Siyasilerin dili...

Faruk YÜCER

Ülke seçim havasına girdi. Siyaset dili de alabildiğine sertleşmeye başladı.

Henüz açık hava mitingleri yapılmıyor. Şimdilik TV’lerden, sosyal medyadan siyasilerin sözlerini, olanı biteni gözlemliyoruz.

"Keşke" diyorum, keşke çok eskiden olduğu gibi çoklu tv’ler, hele hele sosyal medya olmasa; siyasilerin az ve öz konuşmalarını, kendilerine verilen süre içinde radyolardan dinlesek. Veya vatandaşın ayağına gittiklerinde yüz yüze duysak dediklerini.

Niye böyle düşündüm? Teknolojiye, ilerlemeye karşı mıyım? Zihniyet olarak çağın gerisinde mi kaldım?

Hayır! Hayır! Hayır! Her türlü yeniliğe, ilerlemeye teknolojik gelişmeye, çağdaş düşünceye  açık bir anlayışa sahibim.

Fakat sevgili dostlar! Sizler gibi ben de nefret dilinden rahatsızım:

Ayrışmadan rahatsızım, bölmek parçalamaktan rahatsızım!

Tehditten, hakaretten, provokasyondan, vurmadan kırmadan, kurşunlamadan rahatsızım!

Evet bizi idare edenler, veya idare etmeye  talip olan siyasilerin, sözleriyle, hareketleriyle vatandaşa iyi örnek olmaları gerekmez mi?

Ama yok! Bizden ise her türlü olumsuzluktan ari; bizden değilse her türlü hakarete, dövmeye sövmeye, iftiraya müstahak!

Sesin gür çıkıyor, gözlerin ateş saçıyor. Savurduğun kılıcın önü de arkası da kesiyor! Yalnız değilsin elbet! İşaretini  bekleyen, durumdan vazife çıkaran yandaşlar, beyinleri ipotek olmuş mankurtlar var.

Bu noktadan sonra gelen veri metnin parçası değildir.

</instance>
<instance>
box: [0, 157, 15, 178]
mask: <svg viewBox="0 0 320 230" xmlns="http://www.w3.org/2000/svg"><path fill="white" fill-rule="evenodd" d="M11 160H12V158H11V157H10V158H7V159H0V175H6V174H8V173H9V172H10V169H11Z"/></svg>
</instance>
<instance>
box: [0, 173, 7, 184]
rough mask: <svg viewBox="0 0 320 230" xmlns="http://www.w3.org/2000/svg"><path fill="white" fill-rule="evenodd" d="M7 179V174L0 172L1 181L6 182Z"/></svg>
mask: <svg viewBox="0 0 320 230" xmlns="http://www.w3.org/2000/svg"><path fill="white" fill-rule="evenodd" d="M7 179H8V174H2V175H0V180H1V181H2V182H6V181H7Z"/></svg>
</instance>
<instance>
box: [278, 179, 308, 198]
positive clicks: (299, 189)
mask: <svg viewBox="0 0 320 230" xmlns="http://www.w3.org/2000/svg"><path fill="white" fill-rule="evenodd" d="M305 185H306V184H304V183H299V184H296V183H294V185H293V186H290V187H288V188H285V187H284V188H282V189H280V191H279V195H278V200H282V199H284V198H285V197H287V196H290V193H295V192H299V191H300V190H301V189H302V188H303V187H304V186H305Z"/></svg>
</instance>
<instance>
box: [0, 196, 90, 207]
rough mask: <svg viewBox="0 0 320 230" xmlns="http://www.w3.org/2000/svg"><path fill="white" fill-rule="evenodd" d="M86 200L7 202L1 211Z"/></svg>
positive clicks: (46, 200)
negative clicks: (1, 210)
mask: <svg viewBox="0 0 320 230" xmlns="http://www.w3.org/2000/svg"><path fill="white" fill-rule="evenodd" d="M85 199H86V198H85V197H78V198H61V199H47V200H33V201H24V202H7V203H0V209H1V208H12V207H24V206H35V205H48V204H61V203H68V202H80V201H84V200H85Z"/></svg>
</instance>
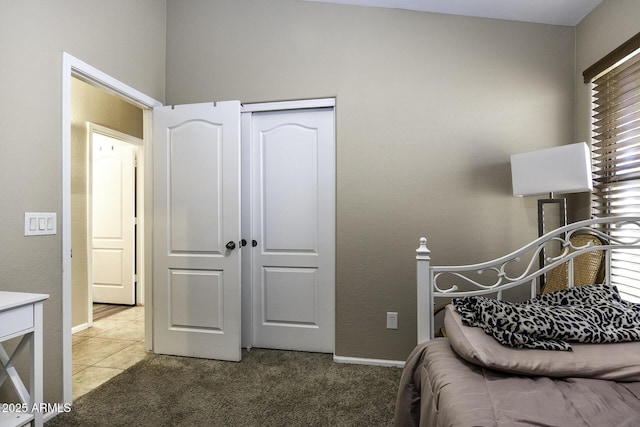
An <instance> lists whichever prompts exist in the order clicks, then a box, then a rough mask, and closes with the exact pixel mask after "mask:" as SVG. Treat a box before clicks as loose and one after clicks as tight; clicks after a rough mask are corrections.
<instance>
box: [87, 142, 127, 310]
mask: <svg viewBox="0 0 640 427" xmlns="http://www.w3.org/2000/svg"><path fill="white" fill-rule="evenodd" d="M91 140H92V151H93V154H92V157H93V162H92V174H91V183H92V184H91V186H92V191H91V197H92V205H91V206H92V208H91V212H92V216H91V224H92V225H91V227H92V232H91V236H92V240H91V264H90V265H91V273H90V277H91V278H92V279H91V285H92V289H93V301H94V302H99V303H110V304H129V305H133V304H135V271H134V263H135V255H134V251H135V242H134V234H135V155H136V154H135V153H136V147H135V146H133V145H131V144H128V143H125V142H122V141H120V140H118V139H115V138H112V137H110V136H107V135H104V134H101V133H97V132H92V133H91Z"/></svg>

Yetmedi... İşin en üzücü yönü ne biliyor musunuz? Bu nefret dilinden etkilenen benim insanım, her daim yüz yüze baktığı komşusunu, yakınını, hatta akrabasını sosyal medyada veya yüzüne karşı rencide etmekten imtina etmiyor. Hâlbuki yarın, politikacının ruhu duymaz ama iyi günde kötü günde, ölüsünde, dirisinde, düğününde bayramında o vardır yanında.

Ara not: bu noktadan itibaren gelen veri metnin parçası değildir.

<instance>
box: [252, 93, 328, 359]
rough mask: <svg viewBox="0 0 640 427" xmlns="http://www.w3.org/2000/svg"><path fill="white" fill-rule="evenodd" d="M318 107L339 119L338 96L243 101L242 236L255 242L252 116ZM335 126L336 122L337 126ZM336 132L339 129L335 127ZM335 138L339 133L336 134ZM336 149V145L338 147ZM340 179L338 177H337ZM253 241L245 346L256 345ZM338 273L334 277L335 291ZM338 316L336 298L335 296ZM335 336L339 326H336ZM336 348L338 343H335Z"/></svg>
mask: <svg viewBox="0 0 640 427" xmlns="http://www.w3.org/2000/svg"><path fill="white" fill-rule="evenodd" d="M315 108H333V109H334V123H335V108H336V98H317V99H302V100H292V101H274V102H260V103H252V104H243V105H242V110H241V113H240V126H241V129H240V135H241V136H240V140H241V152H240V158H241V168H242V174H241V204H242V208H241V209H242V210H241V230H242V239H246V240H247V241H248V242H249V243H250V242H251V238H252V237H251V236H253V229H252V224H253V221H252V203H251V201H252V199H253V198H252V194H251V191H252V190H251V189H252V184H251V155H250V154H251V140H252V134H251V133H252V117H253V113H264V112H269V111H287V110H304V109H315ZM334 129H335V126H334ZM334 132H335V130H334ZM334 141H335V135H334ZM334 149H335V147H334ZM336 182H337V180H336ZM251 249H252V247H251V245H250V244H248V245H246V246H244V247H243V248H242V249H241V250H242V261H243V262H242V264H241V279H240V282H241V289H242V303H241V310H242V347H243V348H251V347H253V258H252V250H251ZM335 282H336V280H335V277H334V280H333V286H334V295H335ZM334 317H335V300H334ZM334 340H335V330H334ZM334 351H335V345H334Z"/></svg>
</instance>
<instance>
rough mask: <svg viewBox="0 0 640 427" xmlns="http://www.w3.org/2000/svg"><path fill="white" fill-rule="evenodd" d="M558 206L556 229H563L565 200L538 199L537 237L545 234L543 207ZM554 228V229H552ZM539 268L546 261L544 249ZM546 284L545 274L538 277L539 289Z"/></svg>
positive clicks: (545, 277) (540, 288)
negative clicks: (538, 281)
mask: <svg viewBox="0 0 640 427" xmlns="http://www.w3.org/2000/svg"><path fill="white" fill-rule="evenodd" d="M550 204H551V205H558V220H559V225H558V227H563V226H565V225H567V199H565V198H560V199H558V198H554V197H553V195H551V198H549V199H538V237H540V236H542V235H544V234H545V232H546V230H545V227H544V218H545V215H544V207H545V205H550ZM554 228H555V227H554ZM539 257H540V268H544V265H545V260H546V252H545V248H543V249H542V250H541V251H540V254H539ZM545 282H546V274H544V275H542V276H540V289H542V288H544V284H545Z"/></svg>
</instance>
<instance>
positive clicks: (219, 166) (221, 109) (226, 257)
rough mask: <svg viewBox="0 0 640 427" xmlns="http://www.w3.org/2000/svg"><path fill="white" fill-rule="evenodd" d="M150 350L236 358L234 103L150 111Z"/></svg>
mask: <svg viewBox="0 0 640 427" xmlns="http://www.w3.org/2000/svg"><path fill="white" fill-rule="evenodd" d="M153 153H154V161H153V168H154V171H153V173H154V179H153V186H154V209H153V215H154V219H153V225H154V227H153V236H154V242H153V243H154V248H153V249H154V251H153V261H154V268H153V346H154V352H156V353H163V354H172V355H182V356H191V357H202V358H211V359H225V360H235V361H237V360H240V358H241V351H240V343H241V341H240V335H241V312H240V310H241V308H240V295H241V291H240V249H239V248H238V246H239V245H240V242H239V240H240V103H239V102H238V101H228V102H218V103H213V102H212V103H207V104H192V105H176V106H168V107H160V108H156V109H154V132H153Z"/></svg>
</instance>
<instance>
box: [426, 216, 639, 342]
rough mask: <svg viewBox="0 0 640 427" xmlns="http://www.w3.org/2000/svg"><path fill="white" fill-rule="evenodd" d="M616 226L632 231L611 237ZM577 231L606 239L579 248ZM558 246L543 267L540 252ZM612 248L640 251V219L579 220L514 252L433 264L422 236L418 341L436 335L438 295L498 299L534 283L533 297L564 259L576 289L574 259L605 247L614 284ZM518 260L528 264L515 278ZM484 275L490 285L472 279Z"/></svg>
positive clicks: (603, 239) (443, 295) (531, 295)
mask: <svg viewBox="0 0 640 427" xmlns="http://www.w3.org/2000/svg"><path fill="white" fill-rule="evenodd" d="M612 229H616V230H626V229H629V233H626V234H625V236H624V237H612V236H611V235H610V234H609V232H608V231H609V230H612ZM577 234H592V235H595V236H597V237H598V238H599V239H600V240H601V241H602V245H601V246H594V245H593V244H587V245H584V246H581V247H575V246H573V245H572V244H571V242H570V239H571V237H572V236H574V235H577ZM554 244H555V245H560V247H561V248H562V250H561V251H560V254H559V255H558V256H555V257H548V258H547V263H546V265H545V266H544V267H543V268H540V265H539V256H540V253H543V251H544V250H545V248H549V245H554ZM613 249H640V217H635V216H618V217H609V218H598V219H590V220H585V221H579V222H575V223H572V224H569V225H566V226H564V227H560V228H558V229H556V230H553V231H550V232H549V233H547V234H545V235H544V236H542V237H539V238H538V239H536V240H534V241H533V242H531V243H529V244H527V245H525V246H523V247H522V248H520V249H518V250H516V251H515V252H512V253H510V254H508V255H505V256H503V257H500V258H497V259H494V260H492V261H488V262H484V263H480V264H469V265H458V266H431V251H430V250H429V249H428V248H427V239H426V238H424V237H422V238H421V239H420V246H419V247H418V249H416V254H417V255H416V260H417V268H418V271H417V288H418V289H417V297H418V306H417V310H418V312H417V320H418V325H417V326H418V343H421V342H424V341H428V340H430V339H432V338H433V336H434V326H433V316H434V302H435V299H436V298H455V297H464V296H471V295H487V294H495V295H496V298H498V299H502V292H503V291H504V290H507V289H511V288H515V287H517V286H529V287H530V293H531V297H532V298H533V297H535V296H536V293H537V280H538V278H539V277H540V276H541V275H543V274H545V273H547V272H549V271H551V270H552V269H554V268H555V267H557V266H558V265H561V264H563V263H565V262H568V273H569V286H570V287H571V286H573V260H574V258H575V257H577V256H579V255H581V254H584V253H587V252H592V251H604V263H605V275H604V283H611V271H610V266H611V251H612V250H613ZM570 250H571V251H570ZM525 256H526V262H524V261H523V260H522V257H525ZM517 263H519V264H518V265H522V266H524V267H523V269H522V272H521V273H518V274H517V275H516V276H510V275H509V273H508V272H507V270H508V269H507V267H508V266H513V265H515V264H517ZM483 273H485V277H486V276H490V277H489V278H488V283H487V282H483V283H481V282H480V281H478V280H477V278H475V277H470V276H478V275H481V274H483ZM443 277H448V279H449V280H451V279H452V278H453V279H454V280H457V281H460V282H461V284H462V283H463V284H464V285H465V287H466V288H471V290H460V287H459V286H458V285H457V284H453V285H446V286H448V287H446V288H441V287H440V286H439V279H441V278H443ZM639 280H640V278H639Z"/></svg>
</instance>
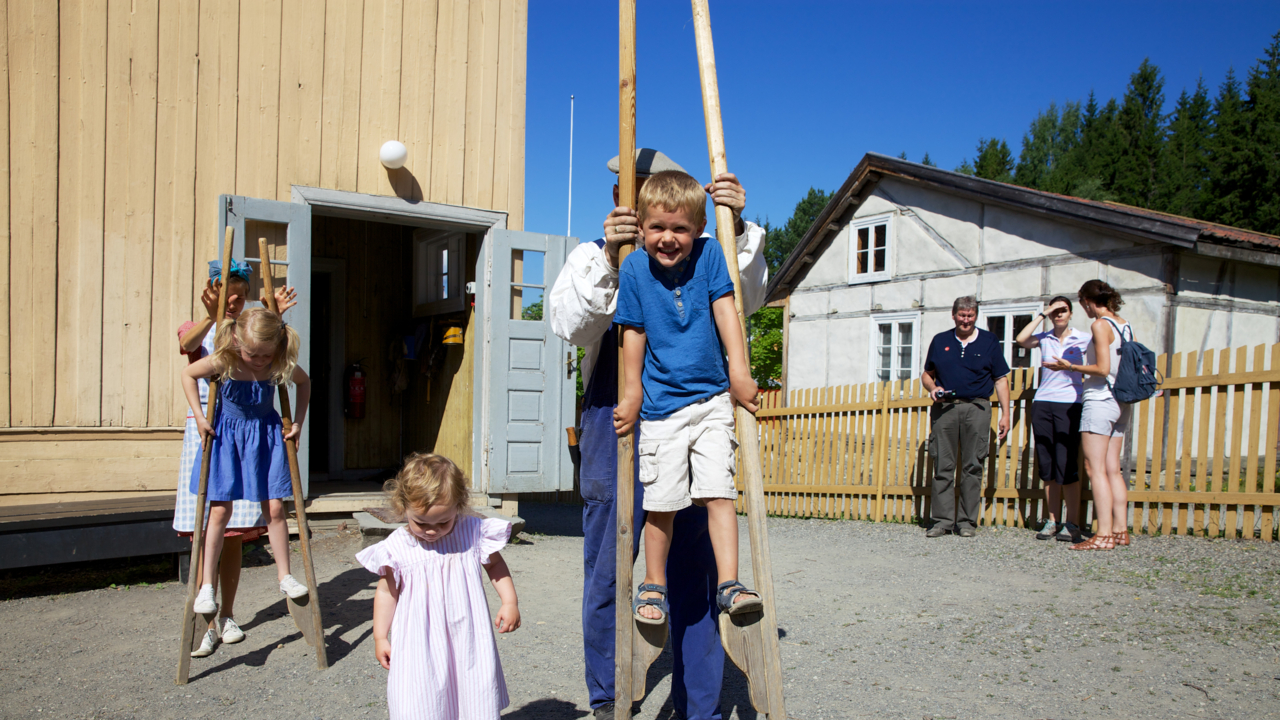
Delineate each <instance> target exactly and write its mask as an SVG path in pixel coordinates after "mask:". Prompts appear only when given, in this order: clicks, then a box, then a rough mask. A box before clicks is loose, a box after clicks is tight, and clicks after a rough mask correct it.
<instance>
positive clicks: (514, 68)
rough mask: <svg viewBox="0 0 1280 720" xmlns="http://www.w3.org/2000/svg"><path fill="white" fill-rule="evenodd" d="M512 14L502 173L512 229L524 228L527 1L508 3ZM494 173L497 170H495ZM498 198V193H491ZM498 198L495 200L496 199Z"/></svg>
mask: <svg viewBox="0 0 1280 720" xmlns="http://www.w3.org/2000/svg"><path fill="white" fill-rule="evenodd" d="M512 13H513V14H515V19H513V24H515V28H513V31H512V33H511V45H512V49H511V65H512V83H511V95H512V99H511V105H509V108H511V110H509V113H508V117H509V122H511V131H509V133H508V136H509V137H511V150H509V151H508V154H507V165H506V168H504V169H503V170H502V174H503V176H504V177H506V178H507V200H506V209H507V227H508V228H512V229H524V228H525V70H526V61H527V58H526V54H527V44H529V3H527V0H515V1H513V4H512ZM495 173H497V170H495ZM494 197H495V199H499V197H500V196H499V195H497V193H495V195H494ZM497 201H498V200H495V202H497Z"/></svg>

Bakınız Şeyh Edebali Osman Bey’e 700 küsür sene önce ne öğüt veriyor;

"Ey oğul! Artık Beysin, öfke bize, uysallık sana. Suçlamak bize, katlanmak sana.

Sevgi davanın esası olmaktadır. Bağırarak sevgi olmaz. Öfken ve nefsin bir olup aklını mağlup etmesin Oğul!

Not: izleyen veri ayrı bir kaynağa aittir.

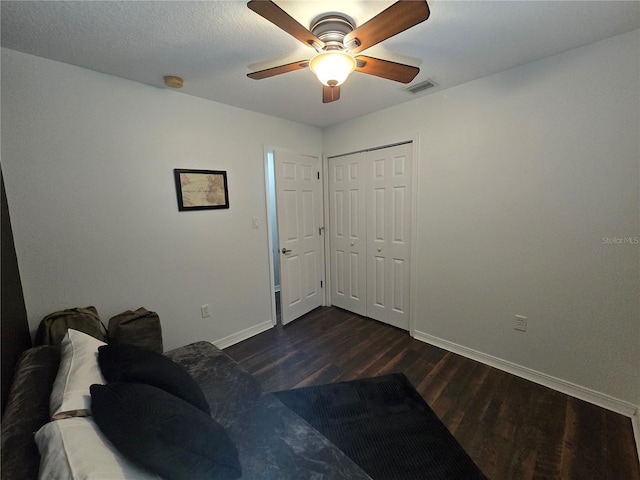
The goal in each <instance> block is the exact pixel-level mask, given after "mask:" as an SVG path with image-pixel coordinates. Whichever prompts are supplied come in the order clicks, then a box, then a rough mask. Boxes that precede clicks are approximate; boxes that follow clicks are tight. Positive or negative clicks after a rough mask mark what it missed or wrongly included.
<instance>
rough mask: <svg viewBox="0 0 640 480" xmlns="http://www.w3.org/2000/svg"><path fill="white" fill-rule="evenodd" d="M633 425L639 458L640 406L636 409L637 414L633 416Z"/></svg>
mask: <svg viewBox="0 0 640 480" xmlns="http://www.w3.org/2000/svg"><path fill="white" fill-rule="evenodd" d="M631 423H632V425H633V436H634V437H635V439H636V449H637V450H638V458H640V407H639V408H638V409H636V414H635V415H634V416H633V417H631Z"/></svg>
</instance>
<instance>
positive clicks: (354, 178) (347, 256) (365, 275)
mask: <svg viewBox="0 0 640 480" xmlns="http://www.w3.org/2000/svg"><path fill="white" fill-rule="evenodd" d="M363 156H364V154H362V153H356V154H353V155H346V156H344V157H338V158H333V159H331V160H330V161H329V195H330V198H329V205H330V209H331V210H330V213H329V218H330V219H331V228H330V232H331V238H330V244H331V301H332V303H333V305H335V306H336V307H340V308H344V309H346V310H349V311H351V312H354V313H357V314H359V315H366V314H367V311H366V295H367V270H366V268H367V266H366V265H367V263H366V242H367V237H366V192H365V185H366V180H367V173H366V169H367V163H366V161H363V160H362V159H363Z"/></svg>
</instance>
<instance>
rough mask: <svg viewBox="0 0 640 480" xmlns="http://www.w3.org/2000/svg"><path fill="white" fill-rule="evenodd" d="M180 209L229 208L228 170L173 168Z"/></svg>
mask: <svg viewBox="0 0 640 480" xmlns="http://www.w3.org/2000/svg"><path fill="white" fill-rule="evenodd" d="M173 174H174V177H175V181H176V192H177V194H178V210H180V211H183V210H207V209H211V208H229V191H228V190H227V172H226V171H220V170H185V169H179V168H176V169H174V170H173Z"/></svg>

Unutma ki, yüksekte yer tutanlar, aşağıdakiler kadar emniyette değildir…’’

Sadece bu değil tabi. Yüce dinimizin temeli sevgi, muhabbet, güzel ahlak, hoşgörü, adalet, hak hukuk değil mi? Yeri geldiğinde yüzdeye vurup hepimiz  Müslümanız diyoruz ama onun gereklerini pek yerine getiremiyoruz. Kur’an ahkamını fütursuzca çiğniyoruz. Bakınız Kütüb-i Sitte’de yerini bulan Buhari ve Müslim’den nakil bir hadis: Bir gün Sahabeden biri:’Ey Allah’ın Resulü! İslam’ın hangi özelliği daha hayırlıdır?’ diye sorar.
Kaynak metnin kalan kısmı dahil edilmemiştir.